Due to their relative abundance, minke whales are often the focus of whale-watching cruises setting sail from, for instance, the Isle of Mull in Scotland, County Cork in Ireland and H?sav?k in Iceland, and tours taken on the east coast of Canada. They are also one of the most commonly sighted whales seen on whale-watches from New England and eastern Canada. In contrast to humpback whales, minkes do not raise their flukes out of the water when diving and are less likely to breach (jump clear of the sea surface). This, combined with the fact that minkes can stay submerged for as long as 20 minutes, has led some whale-watchers to label them 'stinky minkes'.

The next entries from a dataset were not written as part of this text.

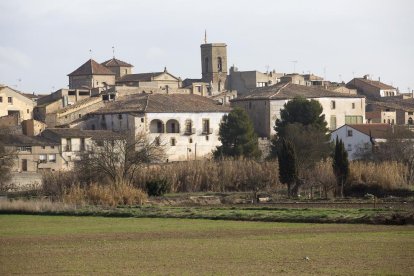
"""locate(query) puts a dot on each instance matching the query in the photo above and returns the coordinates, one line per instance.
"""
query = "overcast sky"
(43, 41)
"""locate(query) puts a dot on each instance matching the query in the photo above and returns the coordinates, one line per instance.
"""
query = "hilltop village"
(105, 99)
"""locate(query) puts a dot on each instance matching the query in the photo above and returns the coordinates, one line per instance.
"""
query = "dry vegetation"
(220, 176)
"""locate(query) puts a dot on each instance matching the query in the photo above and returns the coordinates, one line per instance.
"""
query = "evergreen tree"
(237, 136)
(340, 165)
(288, 172)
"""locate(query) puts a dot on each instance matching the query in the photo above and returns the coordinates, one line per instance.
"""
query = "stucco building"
(13, 102)
(372, 89)
(264, 104)
(187, 125)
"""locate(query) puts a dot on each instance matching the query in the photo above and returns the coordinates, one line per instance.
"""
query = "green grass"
(65, 245)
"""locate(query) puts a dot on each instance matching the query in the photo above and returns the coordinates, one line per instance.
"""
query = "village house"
(264, 104)
(372, 89)
(245, 81)
(74, 142)
(15, 103)
(187, 125)
(360, 139)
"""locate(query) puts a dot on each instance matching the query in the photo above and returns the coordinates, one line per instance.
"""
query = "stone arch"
(172, 126)
(156, 126)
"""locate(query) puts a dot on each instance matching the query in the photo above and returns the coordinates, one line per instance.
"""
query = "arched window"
(219, 64)
(206, 65)
(156, 126)
(173, 126)
(189, 127)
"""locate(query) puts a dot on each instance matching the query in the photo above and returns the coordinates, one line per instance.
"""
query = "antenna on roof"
(294, 65)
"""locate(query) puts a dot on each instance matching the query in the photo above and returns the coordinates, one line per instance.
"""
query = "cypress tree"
(288, 171)
(340, 164)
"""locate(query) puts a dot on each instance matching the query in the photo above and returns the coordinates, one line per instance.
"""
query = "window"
(82, 146)
(24, 165)
(42, 158)
(206, 126)
(157, 141)
(333, 123)
(353, 120)
(219, 64)
(52, 158)
(68, 144)
(189, 127)
(25, 148)
(206, 64)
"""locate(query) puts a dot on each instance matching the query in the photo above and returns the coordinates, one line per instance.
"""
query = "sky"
(42, 41)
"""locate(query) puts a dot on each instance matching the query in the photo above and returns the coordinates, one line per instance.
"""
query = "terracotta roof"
(373, 83)
(91, 67)
(139, 77)
(376, 130)
(289, 90)
(113, 62)
(162, 103)
(23, 140)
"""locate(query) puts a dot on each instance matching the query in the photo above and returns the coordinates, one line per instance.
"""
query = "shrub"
(157, 187)
(109, 195)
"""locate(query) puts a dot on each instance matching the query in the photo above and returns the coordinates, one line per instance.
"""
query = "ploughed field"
(65, 245)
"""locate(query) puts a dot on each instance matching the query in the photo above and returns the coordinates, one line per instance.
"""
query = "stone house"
(359, 139)
(264, 104)
(91, 75)
(13, 102)
(245, 81)
(74, 142)
(187, 125)
(372, 89)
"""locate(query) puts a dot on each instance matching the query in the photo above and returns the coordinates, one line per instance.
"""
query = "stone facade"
(13, 102)
(244, 81)
(263, 106)
(214, 65)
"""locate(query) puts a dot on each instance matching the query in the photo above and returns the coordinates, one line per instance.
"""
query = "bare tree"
(119, 158)
(7, 156)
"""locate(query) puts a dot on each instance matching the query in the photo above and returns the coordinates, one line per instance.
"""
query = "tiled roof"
(375, 130)
(113, 62)
(23, 140)
(139, 77)
(373, 83)
(91, 67)
(162, 103)
(78, 133)
(281, 91)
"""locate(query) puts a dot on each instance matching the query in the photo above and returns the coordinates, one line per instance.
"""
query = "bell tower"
(214, 65)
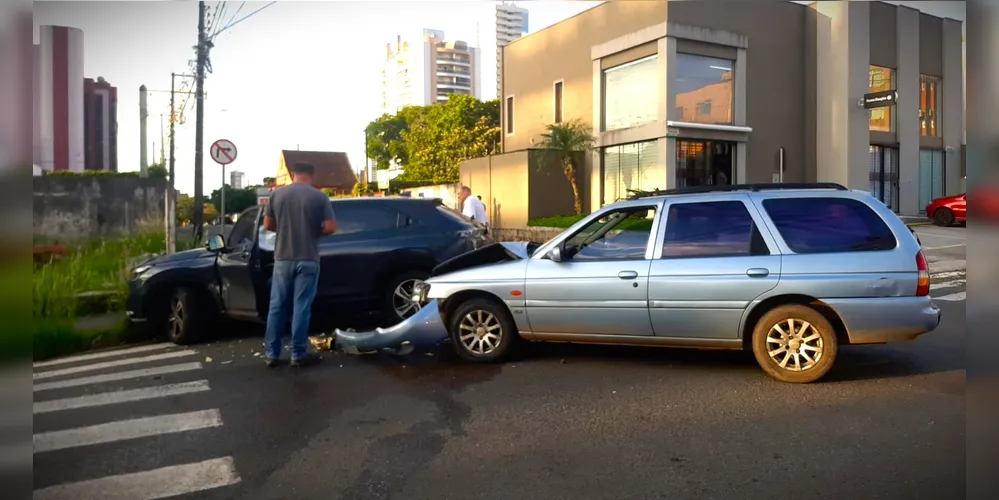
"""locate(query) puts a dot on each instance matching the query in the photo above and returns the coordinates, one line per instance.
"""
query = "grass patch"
(62, 293)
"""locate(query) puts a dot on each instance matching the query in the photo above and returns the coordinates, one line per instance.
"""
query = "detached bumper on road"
(423, 329)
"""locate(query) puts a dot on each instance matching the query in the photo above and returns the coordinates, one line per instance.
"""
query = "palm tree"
(562, 144)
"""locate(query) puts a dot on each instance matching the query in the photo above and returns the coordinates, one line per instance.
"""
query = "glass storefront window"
(704, 89)
(631, 94)
(928, 103)
(704, 163)
(628, 167)
(882, 79)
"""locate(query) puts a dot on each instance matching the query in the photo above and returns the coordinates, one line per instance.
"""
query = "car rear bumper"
(879, 320)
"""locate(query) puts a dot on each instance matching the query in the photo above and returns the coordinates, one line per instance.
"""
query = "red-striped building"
(59, 99)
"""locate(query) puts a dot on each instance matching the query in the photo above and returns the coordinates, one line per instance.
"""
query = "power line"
(234, 23)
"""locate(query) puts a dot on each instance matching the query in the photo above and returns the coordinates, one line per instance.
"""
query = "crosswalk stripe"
(954, 297)
(126, 429)
(946, 284)
(112, 377)
(103, 354)
(111, 364)
(147, 485)
(117, 397)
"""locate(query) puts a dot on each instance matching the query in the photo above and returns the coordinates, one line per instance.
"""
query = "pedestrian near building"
(300, 215)
(472, 207)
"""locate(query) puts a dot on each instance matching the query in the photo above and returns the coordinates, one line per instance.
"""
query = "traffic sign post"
(223, 151)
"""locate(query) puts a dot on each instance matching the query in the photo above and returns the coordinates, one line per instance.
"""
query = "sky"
(297, 74)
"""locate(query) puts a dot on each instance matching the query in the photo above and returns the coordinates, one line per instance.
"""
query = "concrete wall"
(75, 207)
(515, 187)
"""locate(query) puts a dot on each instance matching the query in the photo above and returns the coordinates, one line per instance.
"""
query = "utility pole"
(171, 209)
(143, 114)
(199, 133)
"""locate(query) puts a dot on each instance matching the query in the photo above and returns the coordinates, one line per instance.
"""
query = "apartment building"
(698, 93)
(426, 69)
(511, 24)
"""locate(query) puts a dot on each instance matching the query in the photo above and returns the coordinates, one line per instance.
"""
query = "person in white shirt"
(472, 207)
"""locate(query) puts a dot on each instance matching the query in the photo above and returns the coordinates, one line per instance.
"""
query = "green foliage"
(561, 145)
(430, 142)
(384, 136)
(460, 129)
(236, 200)
(185, 209)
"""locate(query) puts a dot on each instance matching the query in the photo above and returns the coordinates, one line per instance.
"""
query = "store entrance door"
(704, 163)
(883, 175)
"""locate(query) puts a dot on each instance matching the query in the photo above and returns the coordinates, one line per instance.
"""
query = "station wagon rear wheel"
(482, 330)
(795, 343)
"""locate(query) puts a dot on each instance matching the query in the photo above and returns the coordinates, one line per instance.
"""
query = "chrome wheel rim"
(795, 345)
(480, 332)
(402, 298)
(177, 315)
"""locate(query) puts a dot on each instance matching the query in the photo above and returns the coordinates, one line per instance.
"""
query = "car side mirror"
(216, 243)
(555, 254)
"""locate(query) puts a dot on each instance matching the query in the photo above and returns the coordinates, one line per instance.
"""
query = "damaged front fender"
(422, 330)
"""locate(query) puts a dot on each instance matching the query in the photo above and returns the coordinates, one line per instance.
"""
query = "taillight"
(923, 282)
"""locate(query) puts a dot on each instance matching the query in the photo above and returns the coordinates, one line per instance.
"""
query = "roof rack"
(636, 194)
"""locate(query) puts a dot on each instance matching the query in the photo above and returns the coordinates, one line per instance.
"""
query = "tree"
(236, 200)
(383, 137)
(445, 134)
(561, 146)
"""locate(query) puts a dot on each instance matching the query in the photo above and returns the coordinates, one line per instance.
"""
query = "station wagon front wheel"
(795, 344)
(482, 330)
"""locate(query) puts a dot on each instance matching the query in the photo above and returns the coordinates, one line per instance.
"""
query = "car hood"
(186, 255)
(489, 254)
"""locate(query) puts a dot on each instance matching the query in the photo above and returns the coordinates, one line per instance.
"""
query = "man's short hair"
(303, 168)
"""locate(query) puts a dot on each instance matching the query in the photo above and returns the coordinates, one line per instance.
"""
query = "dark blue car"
(382, 249)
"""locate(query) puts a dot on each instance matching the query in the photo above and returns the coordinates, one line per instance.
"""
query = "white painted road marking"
(954, 297)
(117, 397)
(127, 429)
(158, 483)
(112, 377)
(111, 364)
(103, 354)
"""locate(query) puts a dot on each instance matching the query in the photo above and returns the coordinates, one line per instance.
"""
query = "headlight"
(420, 292)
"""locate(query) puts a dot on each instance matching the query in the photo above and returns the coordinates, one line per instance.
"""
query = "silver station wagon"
(790, 272)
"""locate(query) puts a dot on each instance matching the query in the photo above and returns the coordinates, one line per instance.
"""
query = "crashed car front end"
(476, 270)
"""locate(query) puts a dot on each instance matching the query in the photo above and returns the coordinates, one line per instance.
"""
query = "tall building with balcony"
(511, 24)
(426, 70)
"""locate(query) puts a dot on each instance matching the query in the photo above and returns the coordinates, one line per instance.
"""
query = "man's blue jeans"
(293, 287)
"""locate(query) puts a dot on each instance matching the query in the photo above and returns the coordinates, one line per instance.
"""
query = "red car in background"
(948, 210)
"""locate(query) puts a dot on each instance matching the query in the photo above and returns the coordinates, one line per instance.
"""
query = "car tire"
(792, 358)
(482, 331)
(394, 295)
(189, 317)
(943, 217)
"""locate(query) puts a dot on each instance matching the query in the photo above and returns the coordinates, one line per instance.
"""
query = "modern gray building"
(686, 93)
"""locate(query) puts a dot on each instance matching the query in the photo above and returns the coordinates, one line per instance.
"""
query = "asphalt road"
(560, 422)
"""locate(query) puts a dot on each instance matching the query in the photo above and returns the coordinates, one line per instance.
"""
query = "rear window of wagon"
(829, 225)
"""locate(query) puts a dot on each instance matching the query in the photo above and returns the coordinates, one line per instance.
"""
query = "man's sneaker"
(309, 359)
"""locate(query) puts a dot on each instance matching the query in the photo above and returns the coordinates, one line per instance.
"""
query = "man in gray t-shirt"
(300, 215)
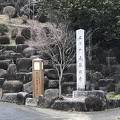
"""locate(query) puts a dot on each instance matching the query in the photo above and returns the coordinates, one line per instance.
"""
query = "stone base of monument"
(82, 101)
(82, 94)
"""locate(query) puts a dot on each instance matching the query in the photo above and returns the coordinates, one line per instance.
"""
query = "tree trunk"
(60, 80)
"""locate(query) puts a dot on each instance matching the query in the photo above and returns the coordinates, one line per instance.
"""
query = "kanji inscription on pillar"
(80, 59)
(38, 78)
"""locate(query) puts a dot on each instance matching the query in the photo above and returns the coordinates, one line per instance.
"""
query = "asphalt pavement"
(18, 112)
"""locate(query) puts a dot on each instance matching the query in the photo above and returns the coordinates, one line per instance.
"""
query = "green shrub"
(20, 40)
(3, 29)
(14, 33)
(26, 33)
(4, 40)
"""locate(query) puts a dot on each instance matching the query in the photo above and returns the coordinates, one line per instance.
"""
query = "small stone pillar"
(37, 77)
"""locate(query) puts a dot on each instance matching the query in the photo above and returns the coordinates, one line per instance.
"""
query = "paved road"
(15, 112)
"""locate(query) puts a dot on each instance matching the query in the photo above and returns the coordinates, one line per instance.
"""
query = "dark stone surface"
(24, 77)
(4, 39)
(29, 52)
(12, 86)
(51, 93)
(24, 64)
(71, 69)
(1, 81)
(94, 103)
(21, 47)
(21, 97)
(68, 87)
(28, 87)
(8, 47)
(54, 84)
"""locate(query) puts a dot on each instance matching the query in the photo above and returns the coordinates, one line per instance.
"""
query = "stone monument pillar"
(38, 78)
(80, 61)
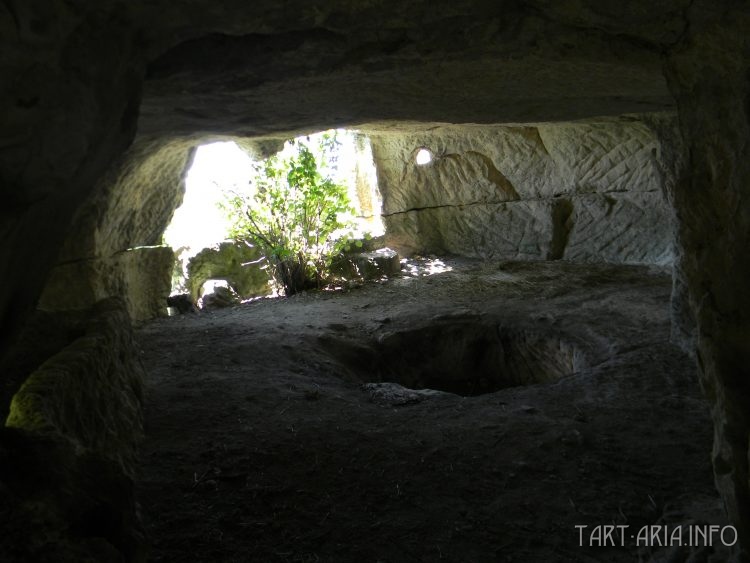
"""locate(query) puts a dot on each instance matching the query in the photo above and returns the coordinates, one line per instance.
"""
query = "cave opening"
(221, 186)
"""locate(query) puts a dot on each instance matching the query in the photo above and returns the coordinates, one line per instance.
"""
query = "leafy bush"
(296, 215)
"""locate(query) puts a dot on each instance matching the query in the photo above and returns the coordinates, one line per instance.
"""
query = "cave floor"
(262, 445)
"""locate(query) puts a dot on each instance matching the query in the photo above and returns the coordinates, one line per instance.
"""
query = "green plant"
(295, 214)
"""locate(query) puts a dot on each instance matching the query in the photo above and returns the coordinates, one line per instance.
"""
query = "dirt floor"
(264, 443)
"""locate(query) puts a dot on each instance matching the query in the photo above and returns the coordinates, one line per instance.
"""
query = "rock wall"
(575, 191)
(232, 262)
(709, 73)
(73, 73)
(142, 277)
(111, 247)
(68, 449)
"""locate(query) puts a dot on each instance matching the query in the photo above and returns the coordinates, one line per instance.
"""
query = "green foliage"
(295, 215)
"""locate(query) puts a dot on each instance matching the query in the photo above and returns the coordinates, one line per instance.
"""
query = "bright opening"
(223, 168)
(424, 157)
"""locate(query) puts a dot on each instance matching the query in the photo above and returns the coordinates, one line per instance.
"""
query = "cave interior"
(580, 355)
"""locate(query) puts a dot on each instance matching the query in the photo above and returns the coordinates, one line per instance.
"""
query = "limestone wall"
(140, 276)
(111, 248)
(68, 449)
(576, 191)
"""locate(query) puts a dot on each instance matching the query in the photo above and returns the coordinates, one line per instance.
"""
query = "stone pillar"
(709, 75)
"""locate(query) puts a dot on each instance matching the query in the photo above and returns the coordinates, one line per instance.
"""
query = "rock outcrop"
(578, 191)
(68, 449)
(237, 263)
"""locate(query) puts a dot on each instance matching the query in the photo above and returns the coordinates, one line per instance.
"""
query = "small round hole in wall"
(424, 156)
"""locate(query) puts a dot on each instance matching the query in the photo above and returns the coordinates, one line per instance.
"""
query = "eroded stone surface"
(68, 452)
(141, 277)
(588, 192)
(237, 263)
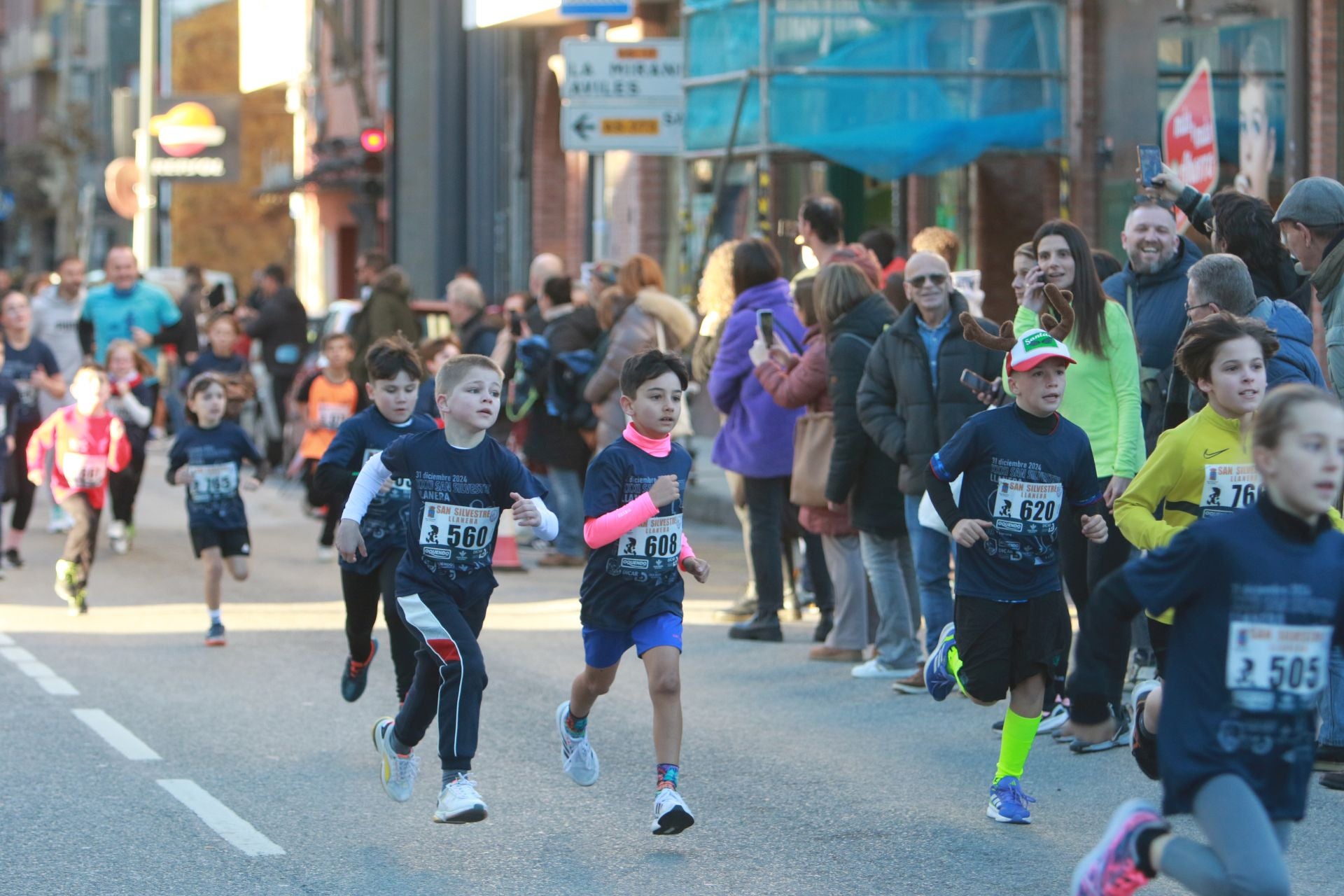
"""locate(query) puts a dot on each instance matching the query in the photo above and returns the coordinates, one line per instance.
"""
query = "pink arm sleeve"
(686, 552)
(609, 527)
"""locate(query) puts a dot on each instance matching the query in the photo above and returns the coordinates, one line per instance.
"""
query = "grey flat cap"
(1316, 202)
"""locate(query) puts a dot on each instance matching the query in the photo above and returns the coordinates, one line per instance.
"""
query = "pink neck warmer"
(657, 448)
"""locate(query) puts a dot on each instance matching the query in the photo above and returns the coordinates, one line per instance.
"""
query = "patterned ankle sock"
(575, 726)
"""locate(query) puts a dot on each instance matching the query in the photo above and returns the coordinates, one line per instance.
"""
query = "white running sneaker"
(398, 771)
(118, 538)
(1054, 720)
(575, 752)
(878, 669)
(458, 804)
(671, 814)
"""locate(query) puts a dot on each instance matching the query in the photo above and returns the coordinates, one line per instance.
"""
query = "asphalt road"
(803, 780)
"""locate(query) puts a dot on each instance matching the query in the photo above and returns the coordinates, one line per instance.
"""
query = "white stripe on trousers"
(424, 620)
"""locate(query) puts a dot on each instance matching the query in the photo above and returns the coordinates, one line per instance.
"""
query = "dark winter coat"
(283, 328)
(859, 473)
(635, 331)
(904, 410)
(550, 440)
(386, 314)
(1156, 304)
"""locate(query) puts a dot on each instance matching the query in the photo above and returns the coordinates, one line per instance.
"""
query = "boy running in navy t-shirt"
(207, 458)
(1026, 472)
(632, 587)
(460, 481)
(394, 374)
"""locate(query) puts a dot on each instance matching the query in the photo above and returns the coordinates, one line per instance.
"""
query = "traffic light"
(374, 143)
(374, 140)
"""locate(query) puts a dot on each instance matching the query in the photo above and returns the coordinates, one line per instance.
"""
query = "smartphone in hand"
(765, 320)
(1149, 163)
(977, 383)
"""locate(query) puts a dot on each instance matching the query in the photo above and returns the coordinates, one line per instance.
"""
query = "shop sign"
(1190, 133)
(195, 139)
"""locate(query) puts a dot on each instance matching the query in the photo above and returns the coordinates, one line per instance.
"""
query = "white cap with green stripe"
(1034, 347)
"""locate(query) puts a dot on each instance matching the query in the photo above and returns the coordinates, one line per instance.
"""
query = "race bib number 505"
(1276, 662)
(457, 533)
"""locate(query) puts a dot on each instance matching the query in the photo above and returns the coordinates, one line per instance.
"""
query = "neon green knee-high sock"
(1019, 734)
(955, 666)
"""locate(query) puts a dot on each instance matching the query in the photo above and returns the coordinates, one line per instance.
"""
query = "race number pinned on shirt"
(330, 416)
(654, 546)
(84, 470)
(1228, 486)
(1268, 663)
(457, 533)
(213, 481)
(1027, 505)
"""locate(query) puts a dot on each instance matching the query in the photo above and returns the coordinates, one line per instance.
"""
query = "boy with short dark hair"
(1023, 466)
(326, 400)
(632, 587)
(460, 481)
(88, 442)
(394, 375)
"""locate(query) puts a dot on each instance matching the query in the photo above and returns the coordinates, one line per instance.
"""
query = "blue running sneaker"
(939, 679)
(1008, 804)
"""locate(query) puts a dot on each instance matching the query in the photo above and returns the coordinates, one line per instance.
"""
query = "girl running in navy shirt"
(1260, 596)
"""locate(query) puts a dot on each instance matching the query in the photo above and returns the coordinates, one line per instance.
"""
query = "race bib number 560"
(457, 533)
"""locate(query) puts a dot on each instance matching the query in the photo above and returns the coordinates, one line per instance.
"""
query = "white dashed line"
(116, 734)
(39, 672)
(220, 818)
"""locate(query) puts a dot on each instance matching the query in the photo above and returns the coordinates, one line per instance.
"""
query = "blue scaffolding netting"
(889, 88)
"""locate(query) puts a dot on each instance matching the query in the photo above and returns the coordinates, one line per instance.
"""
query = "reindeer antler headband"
(1060, 300)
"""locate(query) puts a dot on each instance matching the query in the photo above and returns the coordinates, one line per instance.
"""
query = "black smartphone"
(977, 383)
(765, 320)
(1149, 163)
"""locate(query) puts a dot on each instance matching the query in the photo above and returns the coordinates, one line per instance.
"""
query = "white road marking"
(39, 672)
(116, 734)
(220, 818)
(57, 687)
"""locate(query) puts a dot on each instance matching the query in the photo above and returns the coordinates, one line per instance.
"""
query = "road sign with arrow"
(622, 96)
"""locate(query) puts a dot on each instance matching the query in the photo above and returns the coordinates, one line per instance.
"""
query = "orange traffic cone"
(505, 546)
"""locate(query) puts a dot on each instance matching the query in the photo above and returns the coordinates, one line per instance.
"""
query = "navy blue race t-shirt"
(19, 365)
(358, 440)
(213, 457)
(1256, 617)
(1025, 482)
(456, 501)
(636, 577)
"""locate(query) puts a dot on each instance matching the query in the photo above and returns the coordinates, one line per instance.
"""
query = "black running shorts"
(232, 543)
(1004, 644)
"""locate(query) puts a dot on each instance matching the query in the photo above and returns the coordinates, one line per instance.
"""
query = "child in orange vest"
(324, 402)
(88, 442)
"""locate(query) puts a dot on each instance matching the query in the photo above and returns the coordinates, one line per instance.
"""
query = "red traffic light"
(372, 140)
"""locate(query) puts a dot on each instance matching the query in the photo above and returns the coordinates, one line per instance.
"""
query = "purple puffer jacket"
(757, 437)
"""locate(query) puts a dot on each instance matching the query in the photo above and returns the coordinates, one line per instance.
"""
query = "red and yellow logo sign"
(187, 130)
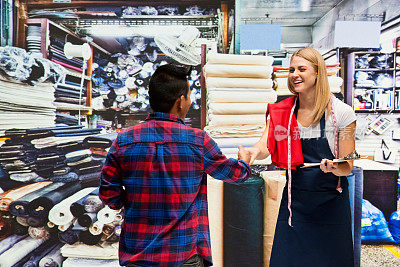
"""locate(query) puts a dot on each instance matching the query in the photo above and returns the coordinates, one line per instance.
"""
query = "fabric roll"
(237, 108)
(74, 262)
(229, 131)
(235, 142)
(216, 58)
(79, 250)
(234, 71)
(222, 120)
(106, 215)
(215, 217)
(69, 236)
(33, 261)
(9, 241)
(87, 219)
(275, 182)
(87, 238)
(93, 141)
(96, 228)
(20, 207)
(40, 207)
(12, 195)
(60, 214)
(241, 95)
(79, 207)
(216, 82)
(243, 223)
(38, 232)
(19, 251)
(53, 258)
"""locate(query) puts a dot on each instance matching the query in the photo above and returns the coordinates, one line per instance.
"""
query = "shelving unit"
(50, 28)
(367, 96)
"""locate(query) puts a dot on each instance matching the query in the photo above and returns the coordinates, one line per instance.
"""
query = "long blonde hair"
(322, 91)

In the northern Great Barrier Reef (Australia), a swim-with-whales tourism industry has developed based on the June/July migration of dwarf minke whales. A limited number of reef tourism operators (based in Port Douglas and Cairns) have been granted permits by the Great Barrier Reef Marine Park Authority to conduct these swims, given strict adherence to a code of practice, and that operators report details of all sightings as part of a monitoring program.
Scientists from James Cook University and the Museum of Tropical Queensland have worked closely with participating operators and the Authority, researching tourism impacts and implementing management protocols to ensure these interactions are ecologically sustainable.
Minke whales are also occasionally sighted in Pacific waters, in and around the Haro Strait of British Columbia and Washington State.